How Fractured Teeth Affect Dogs
A dog’s canine tooth has a very long root below the gum line. Infections of the teeth of the upper arcade can extend deep into underlying tissues, and can even infect the nasal cavities that lie directly above. Nasal discharge, sneezing and even a “bloody nose” can occur. Affected teeth, whether in the upper or lower arcade, may fall out or need to be extracted after being fractured. Fractured teeth normally cause significant pain in dogs. They may drool excessively, chew on the side of their mouth away from the fractured tooth, shake their head, rub their face with their paws, and perhaps have a reduced appetite or change in general attitude. Not all dogs show obvious signs of discomfort from a fractured tooth.
Symptoms of Fracture Teeth
The most commonly fractured tooth in dogs is the canine tooth followed by the upper fourth molar; the upper fourth molar is the largest tooth in the back on the top of the dog’s mouth.
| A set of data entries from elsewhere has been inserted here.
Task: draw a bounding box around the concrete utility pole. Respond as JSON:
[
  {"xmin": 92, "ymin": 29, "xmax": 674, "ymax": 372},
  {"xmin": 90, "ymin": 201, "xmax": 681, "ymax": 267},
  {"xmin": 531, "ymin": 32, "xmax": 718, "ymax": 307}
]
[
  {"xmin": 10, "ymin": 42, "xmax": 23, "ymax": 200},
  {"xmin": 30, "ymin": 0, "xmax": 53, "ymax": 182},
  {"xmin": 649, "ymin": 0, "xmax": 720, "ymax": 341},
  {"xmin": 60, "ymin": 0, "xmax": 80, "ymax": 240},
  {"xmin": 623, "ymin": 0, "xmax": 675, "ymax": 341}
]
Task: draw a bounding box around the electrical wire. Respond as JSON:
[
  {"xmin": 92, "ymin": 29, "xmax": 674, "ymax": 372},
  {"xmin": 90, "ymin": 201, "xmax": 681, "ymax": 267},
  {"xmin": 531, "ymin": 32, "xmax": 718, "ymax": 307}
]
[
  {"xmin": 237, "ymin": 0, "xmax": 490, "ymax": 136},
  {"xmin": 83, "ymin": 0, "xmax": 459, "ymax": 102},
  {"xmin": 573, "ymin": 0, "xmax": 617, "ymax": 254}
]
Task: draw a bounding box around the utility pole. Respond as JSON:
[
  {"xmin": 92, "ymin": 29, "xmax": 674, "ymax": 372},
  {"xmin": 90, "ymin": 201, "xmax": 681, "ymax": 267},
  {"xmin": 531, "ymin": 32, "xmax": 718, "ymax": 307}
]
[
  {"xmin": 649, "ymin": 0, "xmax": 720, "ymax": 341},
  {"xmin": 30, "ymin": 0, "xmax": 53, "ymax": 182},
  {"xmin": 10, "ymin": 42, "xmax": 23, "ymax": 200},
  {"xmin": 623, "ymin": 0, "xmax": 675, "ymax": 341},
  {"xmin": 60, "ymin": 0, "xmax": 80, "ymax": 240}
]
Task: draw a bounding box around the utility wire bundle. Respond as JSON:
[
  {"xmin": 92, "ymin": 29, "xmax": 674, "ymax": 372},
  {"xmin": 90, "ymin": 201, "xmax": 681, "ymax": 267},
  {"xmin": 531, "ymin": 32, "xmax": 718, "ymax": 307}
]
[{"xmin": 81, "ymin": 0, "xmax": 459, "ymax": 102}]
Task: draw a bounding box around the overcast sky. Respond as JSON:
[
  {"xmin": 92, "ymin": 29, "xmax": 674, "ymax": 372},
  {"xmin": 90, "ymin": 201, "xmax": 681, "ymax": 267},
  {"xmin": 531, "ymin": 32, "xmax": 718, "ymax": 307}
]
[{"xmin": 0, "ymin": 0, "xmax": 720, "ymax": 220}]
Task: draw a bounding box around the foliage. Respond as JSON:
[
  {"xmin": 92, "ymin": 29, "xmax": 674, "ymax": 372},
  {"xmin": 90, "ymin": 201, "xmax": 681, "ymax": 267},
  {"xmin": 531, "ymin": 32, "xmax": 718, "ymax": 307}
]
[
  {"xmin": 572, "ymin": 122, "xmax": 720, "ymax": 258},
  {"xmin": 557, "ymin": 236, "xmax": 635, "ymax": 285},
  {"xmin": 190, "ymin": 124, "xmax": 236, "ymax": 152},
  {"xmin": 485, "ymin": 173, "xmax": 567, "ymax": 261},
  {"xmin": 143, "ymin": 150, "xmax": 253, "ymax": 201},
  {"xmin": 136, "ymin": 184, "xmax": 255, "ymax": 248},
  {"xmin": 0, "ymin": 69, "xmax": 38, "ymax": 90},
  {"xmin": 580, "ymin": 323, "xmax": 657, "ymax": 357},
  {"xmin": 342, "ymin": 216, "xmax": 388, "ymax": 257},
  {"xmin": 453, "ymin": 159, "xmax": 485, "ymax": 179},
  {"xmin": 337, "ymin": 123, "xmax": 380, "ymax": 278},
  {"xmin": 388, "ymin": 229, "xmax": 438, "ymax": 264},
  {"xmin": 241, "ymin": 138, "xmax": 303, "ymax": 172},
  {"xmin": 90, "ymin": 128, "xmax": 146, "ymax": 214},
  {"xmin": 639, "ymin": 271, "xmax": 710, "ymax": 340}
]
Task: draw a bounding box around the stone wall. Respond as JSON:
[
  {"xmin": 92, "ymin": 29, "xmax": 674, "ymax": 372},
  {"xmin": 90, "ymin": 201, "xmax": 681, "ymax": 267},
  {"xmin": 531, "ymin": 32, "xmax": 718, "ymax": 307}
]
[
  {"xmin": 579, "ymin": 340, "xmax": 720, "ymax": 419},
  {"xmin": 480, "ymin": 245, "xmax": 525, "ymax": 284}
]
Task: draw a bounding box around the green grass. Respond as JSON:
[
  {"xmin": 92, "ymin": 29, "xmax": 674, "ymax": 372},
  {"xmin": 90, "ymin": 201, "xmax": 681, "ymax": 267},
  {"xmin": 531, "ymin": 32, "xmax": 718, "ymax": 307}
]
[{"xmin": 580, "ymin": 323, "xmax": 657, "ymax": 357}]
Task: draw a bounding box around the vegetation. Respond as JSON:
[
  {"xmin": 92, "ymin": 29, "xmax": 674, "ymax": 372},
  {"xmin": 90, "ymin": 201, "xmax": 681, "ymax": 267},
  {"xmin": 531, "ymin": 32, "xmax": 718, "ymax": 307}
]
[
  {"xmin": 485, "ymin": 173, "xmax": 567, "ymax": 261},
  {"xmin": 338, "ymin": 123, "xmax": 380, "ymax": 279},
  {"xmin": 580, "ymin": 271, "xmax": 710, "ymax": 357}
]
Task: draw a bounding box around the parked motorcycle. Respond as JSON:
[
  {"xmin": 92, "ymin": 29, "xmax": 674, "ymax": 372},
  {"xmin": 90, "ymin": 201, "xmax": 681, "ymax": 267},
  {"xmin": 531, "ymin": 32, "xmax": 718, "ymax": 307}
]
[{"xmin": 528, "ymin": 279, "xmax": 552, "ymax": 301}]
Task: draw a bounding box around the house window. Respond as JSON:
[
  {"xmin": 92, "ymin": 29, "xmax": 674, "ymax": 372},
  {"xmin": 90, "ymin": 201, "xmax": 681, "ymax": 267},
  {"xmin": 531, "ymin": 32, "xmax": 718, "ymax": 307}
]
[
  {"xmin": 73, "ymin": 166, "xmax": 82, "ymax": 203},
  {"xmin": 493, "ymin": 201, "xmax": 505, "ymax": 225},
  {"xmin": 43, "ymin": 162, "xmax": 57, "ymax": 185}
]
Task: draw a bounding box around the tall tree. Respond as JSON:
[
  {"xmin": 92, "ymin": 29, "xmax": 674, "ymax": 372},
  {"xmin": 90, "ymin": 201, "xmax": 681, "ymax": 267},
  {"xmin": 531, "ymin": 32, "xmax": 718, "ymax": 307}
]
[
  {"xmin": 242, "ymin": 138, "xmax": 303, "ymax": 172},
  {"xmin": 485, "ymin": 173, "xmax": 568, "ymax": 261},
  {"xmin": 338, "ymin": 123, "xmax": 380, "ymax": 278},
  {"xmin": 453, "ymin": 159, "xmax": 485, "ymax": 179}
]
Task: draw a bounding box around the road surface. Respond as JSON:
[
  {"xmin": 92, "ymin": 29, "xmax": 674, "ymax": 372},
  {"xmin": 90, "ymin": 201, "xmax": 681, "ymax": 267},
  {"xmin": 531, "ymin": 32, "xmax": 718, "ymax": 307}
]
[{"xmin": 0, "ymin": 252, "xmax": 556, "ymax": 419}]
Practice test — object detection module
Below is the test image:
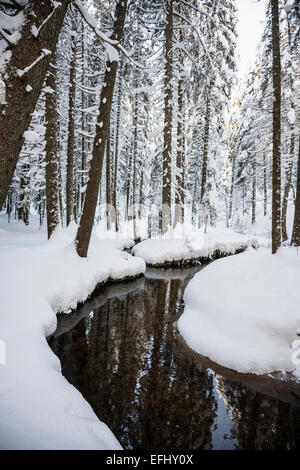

Symptoms that may appear include a swollen jaw, an obvious fracture in the tooth that can be seen, or an abscess on the gums that noticeably swells. Infections caused by fractured teeth can lead to lethargy, the inability to eat, overall feelings of malaise, and irritability.
Fractured teeth need to removed or repaired as quickly as possible to prevent further infections from developing. As part of your dog’s yearly check-up, ask the veterinarian to check the dog’s teeth. At home, periodically lift the lips and look around the dog’s teeth and gums to ensure that you do not miss an impending infection, or abscess, caused by a fractured tooth.